To execute the grid search in Dask we need to run inside a context manager for a Joblib backend. Besides that, we call the grid_search.fit() method the same way as you would when using scikit-learn in a non-distributed environment. When you run this cell, watch the Dask Dashboard to see the progress.

%%time
import joblib

with joblib.parallel_backend('dask'):
    _ = grid_search.fit(
        taxi_sample[features],
        taxi_sample[label],
    )

Note: Using the Dask Joblib backend requires sending the DataFrame through the scheduler to all the workers. This causes problems with DataFrames larger than what was used in this example.

Dask + Joblib is useful for small data scenarios. Our next example will work with DataFrames of any size!

Dask ML

Dask ML has its own parallel implementations of some scikit-learn algorithms, including GridSearchCV and other hyperparameter search options. To use it, we convert our pandas DataFrame to a Dask DataFrame and use Dask ML’s preprocessing and model selection classes. Don’t worry if you don’t know all the details of a Dask DataFrame - it’s very similar to a pandas DataFrame. For now, enjoy the speedups with Dask!

import dask.dataframe as dd

taxi_dd = dd.read_csv(
    's3://nyc-tlc/trip data/yellow_tripdata_2020-05.csv',
    parse_dates=['tpep_pickup_datetime', 'tpep_dropoff_datetime'],
    storage_options={'anon': True},
    assume_missing=True,
)

taxi_feat_dd = prep_taxi(taxi_dd)
taxi_sample_dd = taxi_feat_dd.sample(frac=0.1, replace=False).persist()

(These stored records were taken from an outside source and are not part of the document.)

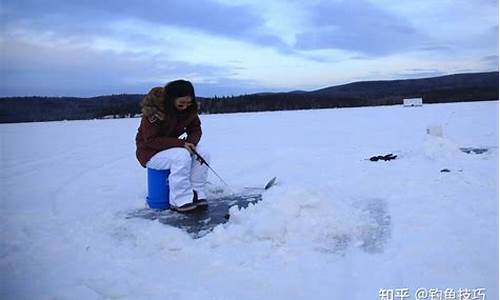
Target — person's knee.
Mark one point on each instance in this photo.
(180, 156)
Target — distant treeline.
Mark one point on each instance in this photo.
(452, 88)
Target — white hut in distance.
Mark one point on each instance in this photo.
(410, 102)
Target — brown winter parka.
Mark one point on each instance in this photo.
(159, 131)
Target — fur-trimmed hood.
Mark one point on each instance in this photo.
(153, 104)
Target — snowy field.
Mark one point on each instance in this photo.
(337, 226)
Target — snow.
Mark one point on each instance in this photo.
(337, 226)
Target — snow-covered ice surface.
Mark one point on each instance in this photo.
(337, 226)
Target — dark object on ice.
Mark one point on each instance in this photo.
(200, 221)
(200, 203)
(474, 150)
(387, 157)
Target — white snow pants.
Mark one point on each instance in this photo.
(186, 173)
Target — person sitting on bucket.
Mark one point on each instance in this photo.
(169, 112)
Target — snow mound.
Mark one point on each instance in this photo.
(437, 148)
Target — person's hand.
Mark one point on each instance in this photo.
(190, 147)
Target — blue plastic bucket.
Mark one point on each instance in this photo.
(158, 191)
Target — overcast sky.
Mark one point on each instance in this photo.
(228, 47)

Notice how the following code looks almost identical to the scikit-learn version, and even still uses scikit-learn’s Pipeline and ElasticNet classes.

import numpy as np
from sklearn.pipeline import Pipeline
from sklearn.linear_model import ElasticNet

from dask_ml.preprocessing import StandardScaler
from dask_ml.model_selection import GridSearchCV

pipeline = Pipeline(steps=[
    ('scale', StandardScaler()),
    ('clf', ElasticNet(normalize=False, max_iter=100, l1_ratio=0)),
])

params = {
    'clf__l1_ratio': np.arange(0, 1.1, 0.1),
    'clf__alpha': [0, 0.5, 1, 2],
}

grid_search = GridSearchCV(
    pipeline,
    params,
    cv=3,
    scoring='neg_mean_squared_error',
)

Now we can run the grid search using the grid_search object defined above. (Hint: it works the same way as scikit-learn’s GridSearchCV class).

%%time
_ = grid_search.fit(
    taxi_sample_dd[features],
    taxi_sample_dd[label],
)

Super fast!

This ran even faster than the Joblib example, because Dask was able to parallelize all steps of the pipeline. Dask ML’s GridSearchCV class also avoids repeated work to make the grid search faster.